Fasting protects against proteostasis defects induced by hypoxia

Abstract

When blood flow to various parts of the body becomes restricted, those tissues suffer from a lack of oxygen, a condition called hypoxia. Hypoxia can impair essential physiological processes and cause cellular damage and death, such as is observed as a result of stroke and cardiovascular disease. We have found that specific concentrations of hypoxia cause a disruption of protein homeostasis in C. elegans. However, the genetic signaling pathways involved in hypoxia-induced proteostasis defects remain poorly defined. Furthermore, although animals must respond appropriately to hypoxia in order to survive, a lack of oxygen may not be the only environmental stress with which an animal needs to contend. Yet the ways in which organisms integrate responses to the presence of multiple environmental stresses is also not well understood. In my dissertation research, I utilized the nematode C. elegans to study the response to hypoxia in conjunction with nutrient deprivation. I show that nutritional cues regulate the effect of hypoxia on proteostasis and that both the insulin/IGF-1 signaling (IIS) pathway and AMP-activated protein kinase (AMPK) play roles in mediating the effects of hypoxia and nutrient deprivation on protein aggregation. Animals that are fasted prior to hypoxic exposure develop dramatically fewer protein aggregates compared to their fed counterparts. I discovered that IIS is required for fasting protection, as animals with mutations in daf-2, the C. elegans insulin/IGF-1-receptor, display wild-type levels of hypoxia-induced protein aggregation upon exposure to hypoxia when fed, but are not protected by fasting. However, this requirement for IIS is independent of the downstream transcription factor DAF-16/FOXO. Furthermore, I found a role for AMPK in regulating the response to hypoxia that depends on the nutritional status of the animal.
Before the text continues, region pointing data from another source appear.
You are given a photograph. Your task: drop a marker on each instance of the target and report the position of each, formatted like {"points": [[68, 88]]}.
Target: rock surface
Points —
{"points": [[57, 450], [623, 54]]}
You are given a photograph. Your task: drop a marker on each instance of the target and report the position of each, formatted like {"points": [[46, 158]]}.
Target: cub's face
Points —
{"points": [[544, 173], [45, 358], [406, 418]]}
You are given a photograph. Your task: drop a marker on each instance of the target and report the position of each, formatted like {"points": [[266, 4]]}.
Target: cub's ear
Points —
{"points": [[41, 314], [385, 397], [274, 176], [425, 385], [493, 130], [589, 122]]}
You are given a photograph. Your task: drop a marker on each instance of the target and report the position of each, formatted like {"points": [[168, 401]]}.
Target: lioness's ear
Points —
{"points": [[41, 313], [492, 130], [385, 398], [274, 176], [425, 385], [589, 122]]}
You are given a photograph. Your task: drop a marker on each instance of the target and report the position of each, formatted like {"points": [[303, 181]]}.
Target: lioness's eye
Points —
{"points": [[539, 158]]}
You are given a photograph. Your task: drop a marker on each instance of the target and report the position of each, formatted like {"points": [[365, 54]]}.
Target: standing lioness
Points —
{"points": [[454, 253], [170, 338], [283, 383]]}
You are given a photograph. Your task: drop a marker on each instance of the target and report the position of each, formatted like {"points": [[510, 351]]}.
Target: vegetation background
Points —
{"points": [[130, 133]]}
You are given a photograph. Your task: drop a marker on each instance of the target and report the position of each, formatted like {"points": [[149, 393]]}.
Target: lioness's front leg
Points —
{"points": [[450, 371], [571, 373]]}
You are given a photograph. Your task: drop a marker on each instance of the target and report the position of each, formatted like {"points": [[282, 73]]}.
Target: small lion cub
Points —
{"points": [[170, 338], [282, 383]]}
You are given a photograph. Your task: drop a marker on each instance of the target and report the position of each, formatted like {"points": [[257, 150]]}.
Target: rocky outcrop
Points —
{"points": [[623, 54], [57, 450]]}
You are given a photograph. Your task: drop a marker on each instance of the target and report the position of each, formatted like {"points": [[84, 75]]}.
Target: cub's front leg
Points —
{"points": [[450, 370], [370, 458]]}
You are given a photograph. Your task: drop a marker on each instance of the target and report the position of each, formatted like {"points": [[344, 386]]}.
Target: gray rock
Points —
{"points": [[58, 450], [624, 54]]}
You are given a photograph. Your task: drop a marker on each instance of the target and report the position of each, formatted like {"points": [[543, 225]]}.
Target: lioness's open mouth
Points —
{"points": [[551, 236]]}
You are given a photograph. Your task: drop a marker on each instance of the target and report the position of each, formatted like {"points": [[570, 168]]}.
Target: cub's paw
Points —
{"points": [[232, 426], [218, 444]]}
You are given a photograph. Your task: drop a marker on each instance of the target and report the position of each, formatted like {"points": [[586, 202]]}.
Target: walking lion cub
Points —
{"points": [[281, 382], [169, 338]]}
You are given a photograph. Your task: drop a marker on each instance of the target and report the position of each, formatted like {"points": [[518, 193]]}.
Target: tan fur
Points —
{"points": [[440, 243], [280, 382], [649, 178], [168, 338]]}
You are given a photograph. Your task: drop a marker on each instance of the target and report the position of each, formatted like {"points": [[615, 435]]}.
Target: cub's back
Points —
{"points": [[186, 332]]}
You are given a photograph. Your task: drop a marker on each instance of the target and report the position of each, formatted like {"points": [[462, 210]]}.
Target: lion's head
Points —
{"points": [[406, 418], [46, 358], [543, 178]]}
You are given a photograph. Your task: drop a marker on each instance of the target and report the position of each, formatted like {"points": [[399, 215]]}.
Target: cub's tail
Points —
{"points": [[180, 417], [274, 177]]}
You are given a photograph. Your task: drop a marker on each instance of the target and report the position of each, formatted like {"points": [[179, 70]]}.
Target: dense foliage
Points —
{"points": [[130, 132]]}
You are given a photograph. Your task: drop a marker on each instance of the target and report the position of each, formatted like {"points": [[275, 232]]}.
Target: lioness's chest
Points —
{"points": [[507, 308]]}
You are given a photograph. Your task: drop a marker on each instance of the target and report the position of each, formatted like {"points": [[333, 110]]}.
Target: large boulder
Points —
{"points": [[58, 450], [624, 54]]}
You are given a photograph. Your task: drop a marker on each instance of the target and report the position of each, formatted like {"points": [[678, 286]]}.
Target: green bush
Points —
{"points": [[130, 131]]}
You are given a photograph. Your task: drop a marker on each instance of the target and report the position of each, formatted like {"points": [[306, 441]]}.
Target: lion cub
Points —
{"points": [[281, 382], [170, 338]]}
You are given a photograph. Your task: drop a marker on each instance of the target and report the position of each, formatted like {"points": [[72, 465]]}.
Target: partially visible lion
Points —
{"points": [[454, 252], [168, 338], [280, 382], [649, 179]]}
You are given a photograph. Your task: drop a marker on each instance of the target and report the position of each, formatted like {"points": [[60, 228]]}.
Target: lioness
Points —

In fed conditions AMPK promotes protein aggregation, but without food AMPK is required for fasting-induced protection against aggregation. Taken together, my results outline a non-canonical role for the IIS pathway in coordinating the effects of both hypoxia and nutritional state on proteostasis, and also underscore AMPK’s role in modulating cellular pathways that maintain proteostasis in response to a complex interaction of environmental cues.